Por mucho que a uno le digan que estamos en medio del sexto proceso de extinción masiva en la historia del planeta, es imposible comprender la magnitud de tal afirmación sin antes ser consciente de la importancia que tiene la biodiversidad en la vida humana. A fin de entenderlo, basta con recordar que, al margen de su valor intrínseco, juega un rol fundamental en la interdependencia de las especies, favoreciendo así a los equilibrios de los ecosistemas.

Desgraciadamente, según un estudio de la Universidad de Cambridge, un 23% de dichos hábitats naturales habrá desaparecido a finales de siglo. Las causas —sobreexplotación del medio natural, cambios en el uso del suelo, aumento en nuestros patrones de consumo, especies invasoras, …— todos las conocemos, pero, en lo que atañe a las consecuencias, nos encontramos ante el abismo de la incertidumbre; estamos delante de un escenario de pérdida de diversidad biológica totalmente desconocido para nosotros y para el planeta.

El oso polar, el Baobab, la mariposa arlequín y el lémur se desviven por adaptarse a un entorno tan cambiante como desfavorable. Del mismo modo que muchas otras especies, tratan de eludir el destino fatal que les espera. Ruegan tener un desenlace distinto al del lobo de Tasmania o el sapo dorado, pero los pronósticos no ayudan. Pobres de ellos, conviene no recordarles demasiado que son los grandes culpables de todo este desastre los que deben vestirse de superhéroes en tiempo récord para enmendarlo.

Ahora bien, buscar soluciones en un contexto así no es una tarea sencilla, nunca lo ha sido, pero tampoco se debe ignorar la existencia de alternativas. Desde pequeñas acciones llevadas a cabo por el consumidor hasta una apuesta firme por las energías renovables. O, como bien dice el Gobierno de España, la solución también podría pasar por “potenciar las sinergias positivas entre las políticas de conservación de la biodiversidad y las de mitigación y adaptación al cambio climático”. Todas ellas son propuestas válidas. 

Sin embargo, mientras el Protocolo de Kyoto continúe permitiendo la compraventa de derechos de emisiones y se mire hacia otro lado a la hora de sancionar con mayor dureza el greenwashing, entre muchas otras escandalosas prácticas y problemáticas, no cabe duda de que será difícil vislumbrar una transición ecológica eficaz y rápida.

El quid de la cuestión está en los grandes parlamentos, en los congresos supranacionales, con planes de desarrollo resilientes que se alejen de la hipocresía y la demagogia.

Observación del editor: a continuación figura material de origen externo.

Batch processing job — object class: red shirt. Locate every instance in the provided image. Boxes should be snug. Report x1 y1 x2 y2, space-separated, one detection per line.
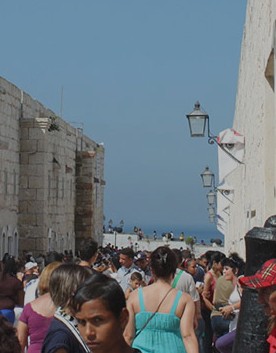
267 327 276 353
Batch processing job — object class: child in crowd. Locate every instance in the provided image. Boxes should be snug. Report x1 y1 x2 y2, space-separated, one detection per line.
125 272 143 299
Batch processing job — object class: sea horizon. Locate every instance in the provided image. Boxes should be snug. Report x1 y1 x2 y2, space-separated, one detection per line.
124 225 224 244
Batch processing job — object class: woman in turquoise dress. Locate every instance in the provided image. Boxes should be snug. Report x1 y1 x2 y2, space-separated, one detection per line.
124 246 198 353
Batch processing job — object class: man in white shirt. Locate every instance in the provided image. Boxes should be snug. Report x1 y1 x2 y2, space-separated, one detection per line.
116 248 145 292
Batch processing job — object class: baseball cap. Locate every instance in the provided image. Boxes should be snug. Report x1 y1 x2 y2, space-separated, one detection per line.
239 259 276 289
25 261 37 271
134 251 147 262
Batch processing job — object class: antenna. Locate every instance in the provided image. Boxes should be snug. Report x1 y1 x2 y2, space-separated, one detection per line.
60 86 63 118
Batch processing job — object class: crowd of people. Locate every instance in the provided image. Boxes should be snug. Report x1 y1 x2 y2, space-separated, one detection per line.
0 239 276 353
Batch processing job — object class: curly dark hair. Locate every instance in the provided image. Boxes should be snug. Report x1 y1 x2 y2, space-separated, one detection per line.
150 246 177 278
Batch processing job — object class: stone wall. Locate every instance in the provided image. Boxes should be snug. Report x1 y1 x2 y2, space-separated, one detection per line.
0 78 105 256
225 0 276 255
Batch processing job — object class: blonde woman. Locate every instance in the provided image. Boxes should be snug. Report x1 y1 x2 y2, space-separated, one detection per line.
17 262 61 353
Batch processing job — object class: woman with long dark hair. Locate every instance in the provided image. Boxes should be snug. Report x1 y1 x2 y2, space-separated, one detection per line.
125 246 198 353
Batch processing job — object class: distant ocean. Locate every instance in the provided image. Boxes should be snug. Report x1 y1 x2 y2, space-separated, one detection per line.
124 225 224 244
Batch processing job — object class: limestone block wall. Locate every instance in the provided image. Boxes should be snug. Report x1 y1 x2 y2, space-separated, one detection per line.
0 80 20 257
225 0 276 255
0 78 104 256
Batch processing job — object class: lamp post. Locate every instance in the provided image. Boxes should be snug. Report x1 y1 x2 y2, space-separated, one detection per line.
200 166 215 188
206 190 216 205
186 101 243 164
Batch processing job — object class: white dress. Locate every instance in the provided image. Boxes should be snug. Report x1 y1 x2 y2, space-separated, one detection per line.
228 285 241 332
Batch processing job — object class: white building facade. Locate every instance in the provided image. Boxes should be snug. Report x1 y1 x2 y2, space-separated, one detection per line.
221 0 276 256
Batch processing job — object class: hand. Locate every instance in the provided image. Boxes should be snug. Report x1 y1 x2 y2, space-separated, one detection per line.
219 305 234 318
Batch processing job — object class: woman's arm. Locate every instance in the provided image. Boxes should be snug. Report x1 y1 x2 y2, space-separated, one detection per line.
124 291 137 346
202 273 213 311
17 320 28 353
16 288 25 308
180 293 198 353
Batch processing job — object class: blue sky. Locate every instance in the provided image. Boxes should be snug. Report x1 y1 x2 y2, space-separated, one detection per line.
0 0 246 236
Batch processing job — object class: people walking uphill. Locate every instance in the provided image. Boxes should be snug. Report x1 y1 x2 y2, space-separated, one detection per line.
78 239 98 268
239 258 276 353
125 246 198 353
41 264 92 353
72 273 141 353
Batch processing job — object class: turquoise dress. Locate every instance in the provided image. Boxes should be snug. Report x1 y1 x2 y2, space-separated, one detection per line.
132 288 186 353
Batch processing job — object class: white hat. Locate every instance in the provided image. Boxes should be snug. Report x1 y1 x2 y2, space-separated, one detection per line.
25 261 37 271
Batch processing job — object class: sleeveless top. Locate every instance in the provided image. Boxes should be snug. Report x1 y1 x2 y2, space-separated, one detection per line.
132 288 186 353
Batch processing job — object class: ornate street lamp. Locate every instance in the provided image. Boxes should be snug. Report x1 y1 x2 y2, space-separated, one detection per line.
186 101 242 164
207 207 216 217
186 101 209 137
200 166 215 188
206 190 217 205
209 215 216 223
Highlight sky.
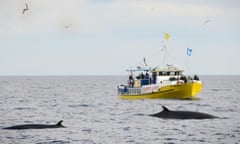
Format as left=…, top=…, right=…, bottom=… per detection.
left=0, top=0, right=240, bottom=76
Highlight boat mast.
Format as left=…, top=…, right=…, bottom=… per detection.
left=163, top=32, right=170, bottom=66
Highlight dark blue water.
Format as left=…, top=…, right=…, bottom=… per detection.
left=0, top=76, right=240, bottom=144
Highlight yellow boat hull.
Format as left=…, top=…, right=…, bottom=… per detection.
left=119, top=82, right=202, bottom=100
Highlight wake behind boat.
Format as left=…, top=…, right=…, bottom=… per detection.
left=118, top=65, right=202, bottom=99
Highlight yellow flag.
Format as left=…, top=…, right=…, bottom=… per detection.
left=163, top=32, right=170, bottom=40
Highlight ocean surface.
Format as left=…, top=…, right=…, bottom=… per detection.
left=0, top=76, right=240, bottom=144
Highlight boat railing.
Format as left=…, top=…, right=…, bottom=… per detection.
left=118, top=86, right=141, bottom=95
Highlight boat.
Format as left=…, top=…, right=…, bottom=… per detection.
left=117, top=65, right=202, bottom=100
left=117, top=32, right=202, bottom=100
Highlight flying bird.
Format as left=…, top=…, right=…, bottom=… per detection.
left=64, top=24, right=72, bottom=29
left=203, top=20, right=211, bottom=25
left=23, top=3, right=29, bottom=14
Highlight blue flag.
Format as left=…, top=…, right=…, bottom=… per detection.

Para conseguirlo, son indispensables dos ingredientes: consciencia y acción. La población está sensibilizada, puesto que la mayoría no quiere que España se desertifique o que el mar de Aral desaparezca. Por consiguiente, ahora solo falta alzar la voz; luchar para que la política deje de ser el instrumento con el que los oligarcas satisfacen sus pretensiones y mueven los hilos del mundo.